BU BİR KORKAKLIKTIR, PASİFLİKTİR, DEMOKRASİYE İNANÇSIZLIKTIR.
O yüzden böyle pasifize ve teslimiyetçi düşünen insanlara kızıyorum.
Ne yani, hile OLACAK, cehalet ve körü körüne teslimiyet var diye, ben de mi teslim olacağım?
İnsanı yaşatan umuttur; benim umudum da demokrasi; bunun başka hiçbir alternatifi yok, insan olarak yaşamanın demokrasiden başka alternetifi olamaz da.

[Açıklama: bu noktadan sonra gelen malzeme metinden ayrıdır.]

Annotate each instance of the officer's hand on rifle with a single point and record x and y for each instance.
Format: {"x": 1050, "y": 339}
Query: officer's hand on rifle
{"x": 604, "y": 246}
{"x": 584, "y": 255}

Ve bunun için de mücadele etmeliyiz.

EYT, yani Emekliliği Yaşa Takılanlar, Cumhuriyet tarihinde görülmemiş bir hak-hukuk ve demokrasi mücadelesidir.
Bir hak davası için insanlar bu kadar kalabalık oluşturmamışlardır,
bir hak mücadelesini hiç kırıp-dökmeden medeni bir şekilde yapmamıştır öncesinde.
EYT, bugün bilinçsizlerin çoğunlukta olduğu Türkiye'nin örnek bir kahramanlar ordusudur.
Gönül Boran'ın da dediği gibi yüzyılın en özel kuşağı olan 65-80 arası doğan X Kuşağı'nın bireyleridir EYT'ler.
Gezi olaylarını da bu kuşağın yetiştirdiği çocuklar yapmıştı.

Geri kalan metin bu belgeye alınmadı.